Stressing that India strongly condemns terrorism in all its forms and manifestations, PM Modi said, “Hatred and violence have no place in diverse and democratic societies.” World leaders including US President Donald Trump and UK Prime Minister Theresa May also expressed their condolences over the attacks as UK and France said that they have stepped up security at religious sites.
German Chancellor Angela Merkel said she mourned “with New Zealanders for their fellow citizens who were attacked and murdered out of racist hatred while peacefully praying in their mosques. We stand together against such acts of terrorism.”
French President Emmanuel Macron echoed Merkel’s message, condemning an “odious attack” and saying France “stands against any form of extremism”.
Japan’s top government spokesman has offered his condolences to the victims of mosque attacks in New Zealand and says Japan stands by the people of that country.
Chief Cabinet Secretary Yoshihide Suga, in a regular news conference Friday, expressed “heartfelt condolences” to the shooting victims and their families, while extending sympathy for the injured.
Suga expressed “solidarity with the people of New Zealand.”
Sweden’s Foreign Minister Margot Wallstrom has tweeted that she was “shocked by the attack in Christchurch,” saying “we condemn terrorism in all forms.”
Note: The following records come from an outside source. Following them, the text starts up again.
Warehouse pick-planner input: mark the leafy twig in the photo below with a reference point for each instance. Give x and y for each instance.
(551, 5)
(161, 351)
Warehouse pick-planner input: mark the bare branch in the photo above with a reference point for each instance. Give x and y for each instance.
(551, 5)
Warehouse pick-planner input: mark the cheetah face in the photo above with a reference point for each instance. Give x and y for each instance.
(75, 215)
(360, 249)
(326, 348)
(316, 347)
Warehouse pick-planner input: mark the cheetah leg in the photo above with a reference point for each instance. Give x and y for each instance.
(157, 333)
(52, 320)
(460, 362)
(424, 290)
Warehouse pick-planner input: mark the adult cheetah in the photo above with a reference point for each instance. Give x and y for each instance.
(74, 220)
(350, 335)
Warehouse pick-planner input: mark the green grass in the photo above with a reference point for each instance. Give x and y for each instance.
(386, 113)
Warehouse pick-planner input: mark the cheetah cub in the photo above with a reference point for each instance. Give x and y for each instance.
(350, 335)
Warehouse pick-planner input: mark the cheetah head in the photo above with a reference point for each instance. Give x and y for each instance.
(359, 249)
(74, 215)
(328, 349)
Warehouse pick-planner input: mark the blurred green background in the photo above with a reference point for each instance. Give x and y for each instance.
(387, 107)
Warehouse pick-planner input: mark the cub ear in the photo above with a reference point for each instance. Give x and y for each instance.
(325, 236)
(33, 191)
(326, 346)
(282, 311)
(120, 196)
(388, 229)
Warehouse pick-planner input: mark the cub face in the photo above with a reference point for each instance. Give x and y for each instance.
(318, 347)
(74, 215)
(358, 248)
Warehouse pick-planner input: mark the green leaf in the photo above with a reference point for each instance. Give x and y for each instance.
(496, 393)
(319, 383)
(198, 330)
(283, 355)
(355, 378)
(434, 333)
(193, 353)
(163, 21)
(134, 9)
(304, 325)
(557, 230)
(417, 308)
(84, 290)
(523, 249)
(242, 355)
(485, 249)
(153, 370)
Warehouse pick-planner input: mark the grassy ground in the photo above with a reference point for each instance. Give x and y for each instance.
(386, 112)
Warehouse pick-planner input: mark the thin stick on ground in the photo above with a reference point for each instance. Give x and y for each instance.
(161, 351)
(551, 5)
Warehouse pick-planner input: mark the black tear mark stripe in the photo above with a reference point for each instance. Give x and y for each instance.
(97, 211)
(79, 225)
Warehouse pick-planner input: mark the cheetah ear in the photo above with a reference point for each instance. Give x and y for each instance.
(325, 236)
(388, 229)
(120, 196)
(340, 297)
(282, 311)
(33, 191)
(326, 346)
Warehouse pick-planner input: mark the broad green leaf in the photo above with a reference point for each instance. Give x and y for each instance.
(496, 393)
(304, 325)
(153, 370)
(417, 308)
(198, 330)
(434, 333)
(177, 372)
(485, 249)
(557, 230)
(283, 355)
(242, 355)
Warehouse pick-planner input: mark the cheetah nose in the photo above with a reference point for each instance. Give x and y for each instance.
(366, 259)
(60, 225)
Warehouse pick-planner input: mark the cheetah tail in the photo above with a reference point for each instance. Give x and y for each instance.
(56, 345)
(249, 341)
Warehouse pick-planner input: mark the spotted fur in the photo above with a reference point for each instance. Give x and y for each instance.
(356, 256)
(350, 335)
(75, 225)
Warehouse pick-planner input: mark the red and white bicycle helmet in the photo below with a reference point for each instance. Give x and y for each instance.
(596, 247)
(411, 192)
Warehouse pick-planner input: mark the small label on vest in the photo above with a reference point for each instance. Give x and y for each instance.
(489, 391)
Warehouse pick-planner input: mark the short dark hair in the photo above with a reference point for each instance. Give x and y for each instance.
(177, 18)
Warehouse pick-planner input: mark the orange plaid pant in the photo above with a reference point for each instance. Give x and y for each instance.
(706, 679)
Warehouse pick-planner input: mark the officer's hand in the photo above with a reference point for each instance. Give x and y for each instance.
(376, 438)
The secretary-general of the 57-nation Organization of Islamic Cooperation, Youssef al-Othaimeen, said in a statement that the attack “served as a further warning on the obvious dangers of hate, intolerance, and Islamophobia.”
European Commission President Jean-Claude Juncker tweeted that he learned of the attack “with horror and profound sadness.”
“The European Union will always stand with #NewZealand and against those who heinously want to destroy our societies and our way of life,” he wrote.
A telegram of condolences sent by the Vatican on behalf of Pope Francis said he was “deeply saddened to learn of the injury and loss of life cause by the senseless acts of violence at two mosques in Christchurch, and he assures all New Zealanders, and in particular the Muslim community, of his heartfelt solidarity in the wake of these attacks.”